Some dealers said September and October sales dipped as much as 40 percent, to their lowest levels in 17 years.
"It is a very tough environment," said Andy Scott, president of the Scott family of dealerships. "It's impacted all of us. There is nobody who is immune. Whether you are a GM dealer or a Lexis dealer, you're suffering right now."
The uncertainty surrounding the future of General Motors, Chrysler and Ford hasn't helped, said Brian Gault, general manager of Brown-Daub Chevrolet-Volvo.
To cope, dealers of all stripes have lowered prices, ordered fewer new cars, held on to trade-ins to add to their used car offerings, trimmed staff and pushed regular maintenance to increase service department receipts.
The National Auto Dealers Association is promoting winter as the best time to buy a car, and backing federal legislation that would provide a temporary tax credit to new car and truck buyers.
But there is virtually no way to quickly reverse the first serious dip in auto sales since the early 1990s, said James Rubenstein, a Miami University of Ohio professor and author of the book , "Making and Selling Cars."
"We have an industry that would need to sell at least 15 million vehicles a year for most dealers to get back on an even keel and we just don't see that as a realistic possibility," said Rubenstein, a consultant to the Chicago Federal Reserve Board. "What will have to happen is fewer and larger dealers."
The seasonally adjusted annual auto sales ratefor October was 10.6 million vehicles, compared with 16 million a year ago.
The decline stems from the credit crunch, Rubenstein said. When credit dried up this fall, banks hiked loan requirements and it got much more difficult to get financing to buy a new car.

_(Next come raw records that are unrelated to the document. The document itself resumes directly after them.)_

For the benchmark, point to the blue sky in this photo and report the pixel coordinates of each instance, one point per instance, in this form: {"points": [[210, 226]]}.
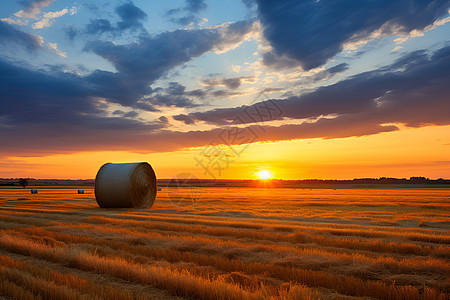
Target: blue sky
{"points": [[110, 74]]}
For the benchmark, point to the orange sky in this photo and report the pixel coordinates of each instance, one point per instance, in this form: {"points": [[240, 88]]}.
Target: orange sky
{"points": [[409, 152]]}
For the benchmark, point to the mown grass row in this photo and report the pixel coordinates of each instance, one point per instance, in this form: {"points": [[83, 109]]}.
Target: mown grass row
{"points": [[344, 284]]}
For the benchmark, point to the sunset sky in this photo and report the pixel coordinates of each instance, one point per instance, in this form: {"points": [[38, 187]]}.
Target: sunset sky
{"points": [[226, 89]]}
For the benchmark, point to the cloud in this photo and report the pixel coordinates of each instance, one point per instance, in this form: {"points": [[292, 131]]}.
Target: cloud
{"points": [[413, 91], [9, 34], [32, 8], [309, 33], [231, 83], [39, 108], [99, 26], [153, 57], [61, 112], [54, 47], [48, 18], [192, 8], [175, 95], [131, 18]]}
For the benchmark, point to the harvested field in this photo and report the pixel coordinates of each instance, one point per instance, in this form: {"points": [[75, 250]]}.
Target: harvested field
{"points": [[230, 243]]}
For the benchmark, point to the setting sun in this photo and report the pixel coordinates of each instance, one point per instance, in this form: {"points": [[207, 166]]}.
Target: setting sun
{"points": [[264, 174]]}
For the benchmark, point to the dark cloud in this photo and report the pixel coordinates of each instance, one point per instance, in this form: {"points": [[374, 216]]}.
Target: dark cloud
{"points": [[131, 18], [98, 26], [231, 83], [325, 74], [188, 13], [153, 57], [413, 90], [183, 118], [56, 113], [71, 32], [41, 110], [174, 95], [309, 33], [9, 34]]}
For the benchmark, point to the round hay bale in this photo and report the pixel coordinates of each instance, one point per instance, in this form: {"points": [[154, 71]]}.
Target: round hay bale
{"points": [[125, 185]]}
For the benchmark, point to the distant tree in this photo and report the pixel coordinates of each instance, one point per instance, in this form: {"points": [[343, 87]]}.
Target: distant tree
{"points": [[23, 182]]}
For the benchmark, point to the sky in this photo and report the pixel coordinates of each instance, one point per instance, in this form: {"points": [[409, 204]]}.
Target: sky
{"points": [[226, 89]]}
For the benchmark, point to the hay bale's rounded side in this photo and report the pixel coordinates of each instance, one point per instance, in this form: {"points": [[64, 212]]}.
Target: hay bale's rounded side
{"points": [[125, 185]]}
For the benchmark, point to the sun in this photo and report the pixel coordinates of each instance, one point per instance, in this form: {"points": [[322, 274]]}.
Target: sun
{"points": [[264, 174]]}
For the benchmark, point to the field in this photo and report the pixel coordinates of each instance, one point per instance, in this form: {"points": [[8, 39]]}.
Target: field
{"points": [[228, 243]]}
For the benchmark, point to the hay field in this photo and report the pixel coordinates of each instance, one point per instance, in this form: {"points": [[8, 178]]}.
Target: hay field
{"points": [[236, 243]]}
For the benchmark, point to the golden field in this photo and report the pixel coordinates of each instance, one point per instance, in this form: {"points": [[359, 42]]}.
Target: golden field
{"points": [[230, 243]]}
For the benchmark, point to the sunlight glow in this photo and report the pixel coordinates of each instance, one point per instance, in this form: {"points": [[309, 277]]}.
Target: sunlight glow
{"points": [[264, 174]]}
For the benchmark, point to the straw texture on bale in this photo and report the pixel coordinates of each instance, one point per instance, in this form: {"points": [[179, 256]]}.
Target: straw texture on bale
{"points": [[125, 185]]}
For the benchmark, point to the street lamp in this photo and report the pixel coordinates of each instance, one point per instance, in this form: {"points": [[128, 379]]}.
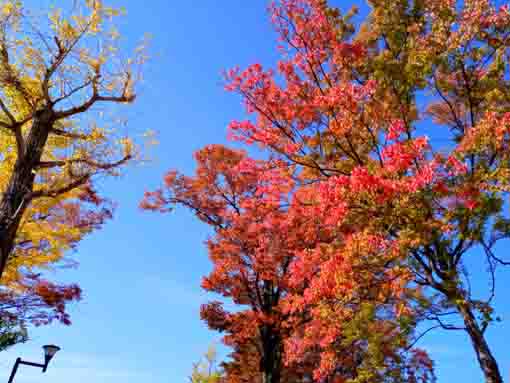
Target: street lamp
{"points": [[49, 351]]}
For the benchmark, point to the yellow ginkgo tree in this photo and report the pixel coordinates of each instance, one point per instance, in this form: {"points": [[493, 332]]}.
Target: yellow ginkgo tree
{"points": [[57, 73]]}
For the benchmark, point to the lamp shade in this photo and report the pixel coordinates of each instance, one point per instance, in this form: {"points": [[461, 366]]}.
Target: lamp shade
{"points": [[49, 351]]}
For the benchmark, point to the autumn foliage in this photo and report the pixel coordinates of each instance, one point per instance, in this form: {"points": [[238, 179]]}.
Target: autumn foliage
{"points": [[387, 163], [55, 70]]}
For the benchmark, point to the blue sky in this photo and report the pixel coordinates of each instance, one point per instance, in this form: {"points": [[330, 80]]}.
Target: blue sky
{"points": [[139, 320]]}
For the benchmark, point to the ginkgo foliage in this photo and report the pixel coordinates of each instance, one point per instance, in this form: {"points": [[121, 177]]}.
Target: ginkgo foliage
{"points": [[58, 71], [395, 135]]}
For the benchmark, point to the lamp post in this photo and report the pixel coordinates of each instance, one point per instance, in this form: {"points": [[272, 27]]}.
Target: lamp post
{"points": [[49, 351]]}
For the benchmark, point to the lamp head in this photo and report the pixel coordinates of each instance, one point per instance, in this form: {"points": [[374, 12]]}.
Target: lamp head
{"points": [[49, 352]]}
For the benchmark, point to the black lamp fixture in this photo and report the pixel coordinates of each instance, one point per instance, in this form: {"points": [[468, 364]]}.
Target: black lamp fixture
{"points": [[49, 352]]}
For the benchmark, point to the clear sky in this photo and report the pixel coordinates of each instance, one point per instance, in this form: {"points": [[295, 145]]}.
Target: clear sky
{"points": [[139, 319]]}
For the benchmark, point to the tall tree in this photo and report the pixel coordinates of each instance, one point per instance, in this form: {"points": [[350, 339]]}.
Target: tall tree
{"points": [[350, 107], [54, 72], [253, 250]]}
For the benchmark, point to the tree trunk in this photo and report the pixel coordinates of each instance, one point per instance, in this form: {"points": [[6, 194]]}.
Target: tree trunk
{"points": [[16, 197], [485, 358], [271, 358]]}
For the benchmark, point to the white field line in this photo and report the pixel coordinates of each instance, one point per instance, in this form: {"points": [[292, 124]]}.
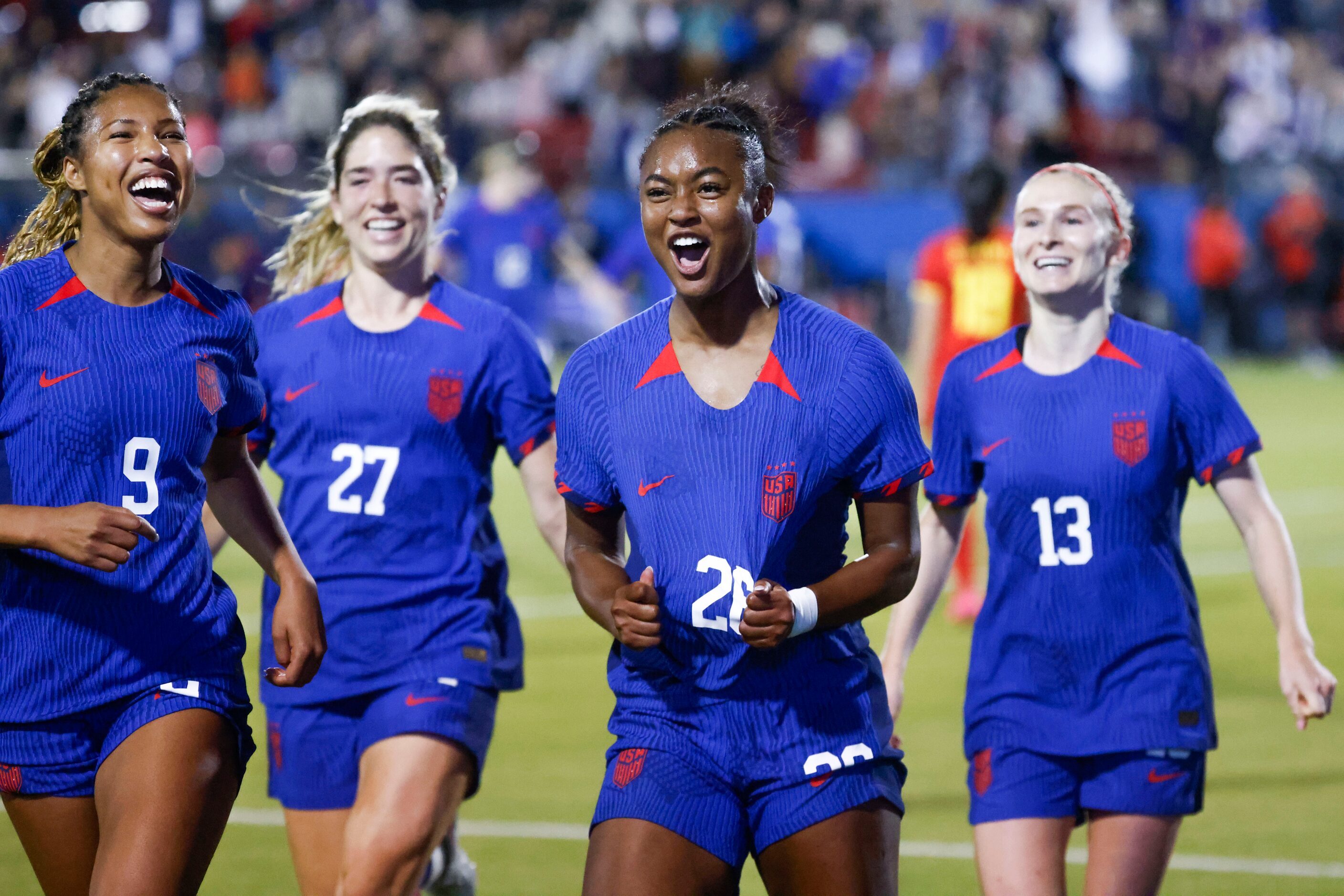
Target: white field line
{"points": [[909, 848]]}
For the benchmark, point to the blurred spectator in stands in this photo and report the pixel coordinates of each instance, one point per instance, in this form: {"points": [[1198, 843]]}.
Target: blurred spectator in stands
{"points": [[1216, 251], [1292, 231]]}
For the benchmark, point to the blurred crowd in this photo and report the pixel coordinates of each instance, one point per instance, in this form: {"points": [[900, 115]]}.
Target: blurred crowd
{"points": [[1230, 97]]}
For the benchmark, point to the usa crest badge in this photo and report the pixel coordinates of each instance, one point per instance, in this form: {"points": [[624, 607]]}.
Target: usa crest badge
{"points": [[208, 386], [445, 397], [630, 763], [778, 488], [1129, 437]]}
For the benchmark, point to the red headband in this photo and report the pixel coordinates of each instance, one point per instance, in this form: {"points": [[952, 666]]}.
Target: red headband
{"points": [[1077, 170]]}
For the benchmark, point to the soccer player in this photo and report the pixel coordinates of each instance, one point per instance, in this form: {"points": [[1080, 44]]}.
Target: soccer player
{"points": [[730, 426], [128, 394], [1089, 695], [390, 391], [964, 292]]}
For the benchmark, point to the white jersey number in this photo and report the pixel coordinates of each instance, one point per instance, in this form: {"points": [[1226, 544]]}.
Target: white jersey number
{"points": [[143, 473], [358, 456], [1077, 530], [732, 581]]}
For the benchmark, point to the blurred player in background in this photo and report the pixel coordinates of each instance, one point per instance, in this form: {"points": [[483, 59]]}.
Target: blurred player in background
{"points": [[732, 426], [129, 389], [964, 292], [1089, 695], [390, 391], [513, 245]]}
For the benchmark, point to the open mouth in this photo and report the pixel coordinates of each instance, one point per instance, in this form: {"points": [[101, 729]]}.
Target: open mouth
{"points": [[154, 194], [690, 253]]}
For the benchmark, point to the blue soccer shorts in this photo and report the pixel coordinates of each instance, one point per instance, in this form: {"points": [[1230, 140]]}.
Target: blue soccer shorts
{"points": [[61, 757], [1020, 783], [725, 776], [315, 749]]}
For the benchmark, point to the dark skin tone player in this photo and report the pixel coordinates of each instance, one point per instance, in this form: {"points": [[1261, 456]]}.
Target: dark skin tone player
{"points": [[722, 323]]}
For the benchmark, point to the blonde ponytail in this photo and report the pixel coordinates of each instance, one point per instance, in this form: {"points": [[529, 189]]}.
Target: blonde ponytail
{"points": [[316, 250], [57, 217]]}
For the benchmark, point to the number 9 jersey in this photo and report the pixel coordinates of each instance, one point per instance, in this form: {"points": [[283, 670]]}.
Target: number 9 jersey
{"points": [[1089, 641], [120, 406]]}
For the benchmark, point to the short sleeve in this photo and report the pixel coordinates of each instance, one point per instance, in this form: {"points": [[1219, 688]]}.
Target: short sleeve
{"points": [[584, 438], [957, 475], [1213, 427], [875, 440], [245, 398], [519, 387]]}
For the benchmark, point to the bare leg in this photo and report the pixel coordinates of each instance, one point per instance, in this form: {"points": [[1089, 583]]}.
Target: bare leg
{"points": [[1023, 856], [410, 788], [315, 844], [854, 854], [61, 837], [163, 800], [636, 857], [1128, 855]]}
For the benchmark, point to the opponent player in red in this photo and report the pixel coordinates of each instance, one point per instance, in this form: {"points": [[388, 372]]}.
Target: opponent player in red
{"points": [[390, 396], [128, 390], [964, 292], [1089, 694], [732, 426]]}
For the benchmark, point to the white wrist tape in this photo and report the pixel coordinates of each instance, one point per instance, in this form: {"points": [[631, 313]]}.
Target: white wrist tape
{"points": [[804, 612]]}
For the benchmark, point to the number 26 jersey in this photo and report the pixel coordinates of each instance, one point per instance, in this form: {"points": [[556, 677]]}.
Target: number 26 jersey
{"points": [[718, 499], [1089, 641]]}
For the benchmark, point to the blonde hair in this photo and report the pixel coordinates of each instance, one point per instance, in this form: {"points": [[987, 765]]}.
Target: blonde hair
{"points": [[57, 217], [316, 250], [1117, 214]]}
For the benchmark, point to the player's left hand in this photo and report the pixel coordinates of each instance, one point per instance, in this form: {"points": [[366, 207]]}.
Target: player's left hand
{"points": [[297, 632], [1305, 683], [769, 615]]}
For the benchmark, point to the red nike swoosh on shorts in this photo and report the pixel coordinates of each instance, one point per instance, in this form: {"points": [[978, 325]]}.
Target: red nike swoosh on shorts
{"points": [[646, 490], [292, 394], [412, 700], [43, 382]]}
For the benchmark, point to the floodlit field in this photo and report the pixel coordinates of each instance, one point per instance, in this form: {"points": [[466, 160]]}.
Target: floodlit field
{"points": [[1273, 793]]}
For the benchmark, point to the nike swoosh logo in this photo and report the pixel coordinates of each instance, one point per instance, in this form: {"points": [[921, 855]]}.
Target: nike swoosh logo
{"points": [[292, 394], [986, 450], [43, 382], [646, 490], [412, 700]]}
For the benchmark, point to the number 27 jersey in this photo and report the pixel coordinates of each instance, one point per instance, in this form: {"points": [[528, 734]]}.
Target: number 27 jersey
{"points": [[717, 499]]}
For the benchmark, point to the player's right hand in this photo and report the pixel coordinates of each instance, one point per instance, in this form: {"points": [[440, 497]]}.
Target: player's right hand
{"points": [[635, 610], [94, 535]]}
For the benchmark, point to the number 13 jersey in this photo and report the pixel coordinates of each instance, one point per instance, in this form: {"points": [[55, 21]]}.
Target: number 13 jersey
{"points": [[717, 499], [1089, 641], [120, 406]]}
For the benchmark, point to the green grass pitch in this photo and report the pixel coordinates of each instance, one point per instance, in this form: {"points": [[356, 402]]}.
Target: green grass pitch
{"points": [[1273, 793]]}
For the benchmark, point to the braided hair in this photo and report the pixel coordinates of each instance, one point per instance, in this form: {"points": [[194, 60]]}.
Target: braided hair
{"points": [[57, 217], [734, 109]]}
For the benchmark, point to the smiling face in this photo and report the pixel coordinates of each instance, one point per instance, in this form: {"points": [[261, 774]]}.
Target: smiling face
{"points": [[699, 210], [1063, 242], [134, 167], [386, 200]]}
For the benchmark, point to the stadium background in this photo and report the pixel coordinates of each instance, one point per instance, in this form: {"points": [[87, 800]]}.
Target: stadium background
{"points": [[1188, 103]]}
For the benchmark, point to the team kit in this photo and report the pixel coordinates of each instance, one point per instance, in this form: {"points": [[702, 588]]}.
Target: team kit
{"points": [[694, 475]]}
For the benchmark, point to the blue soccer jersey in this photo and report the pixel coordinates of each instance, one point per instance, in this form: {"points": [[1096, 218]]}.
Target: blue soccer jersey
{"points": [[1089, 641], [717, 499], [385, 444], [116, 405]]}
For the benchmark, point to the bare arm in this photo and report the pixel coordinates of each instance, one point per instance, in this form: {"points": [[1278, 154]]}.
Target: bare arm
{"points": [[940, 534], [1305, 683], [245, 511], [857, 590], [538, 475]]}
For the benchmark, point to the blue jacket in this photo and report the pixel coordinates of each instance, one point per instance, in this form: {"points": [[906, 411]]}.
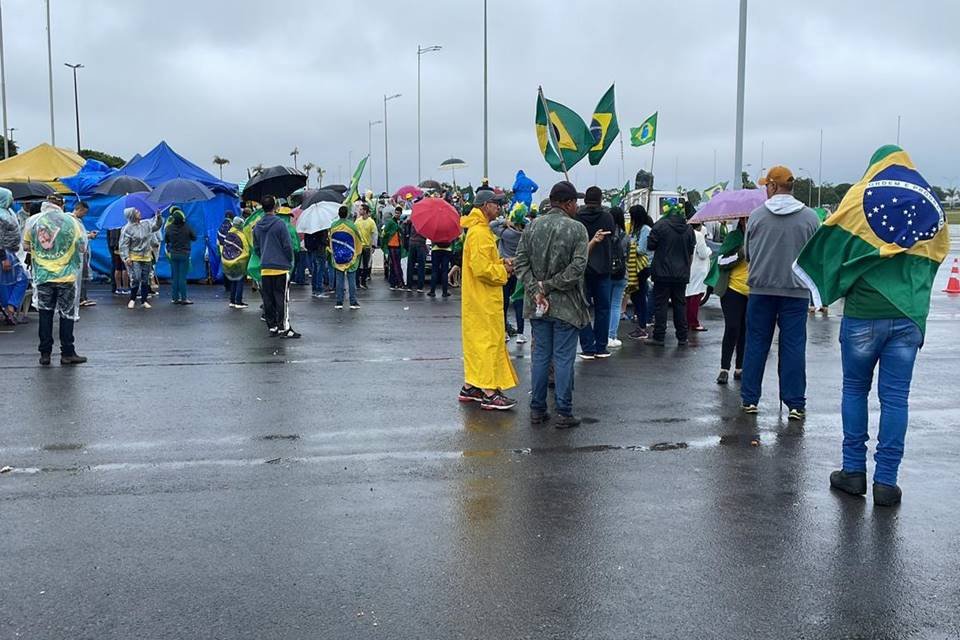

Most dealers can still get financing for buyers with good ratings, said John Devlin, Pennsylvania Automobile Association president. But even consumers who can get credit are too worried about the future to take on a car payment, he said.
"At the very least, we need to get some confidence and good news back in the market," Devlin said. "I think a lot of this is fear-driven right now."
Dealerships are trying to keep their heads above water while hoping for a six-month turnaround and bracing for a longer haul.
"All dealers are going back into survival mode now, doing what they can to get their expense structure down," said Brown-Daub's Gault.
That has already meant some layoffs, as much as 10 percent of the work force at some dealers. Next year could mean more job losses, unless the economy picks up. More than 1,000 dealers closed their doors in September alone, according to the Auto Alliance, which represents major auto manufacturers.
That's been a trend over the last few years in Pennsylvania, according to the state automotive association. The state has about half as many dealers today as in 1970.
Still, Pennsylvania is seen by industry experts as "over-dealered."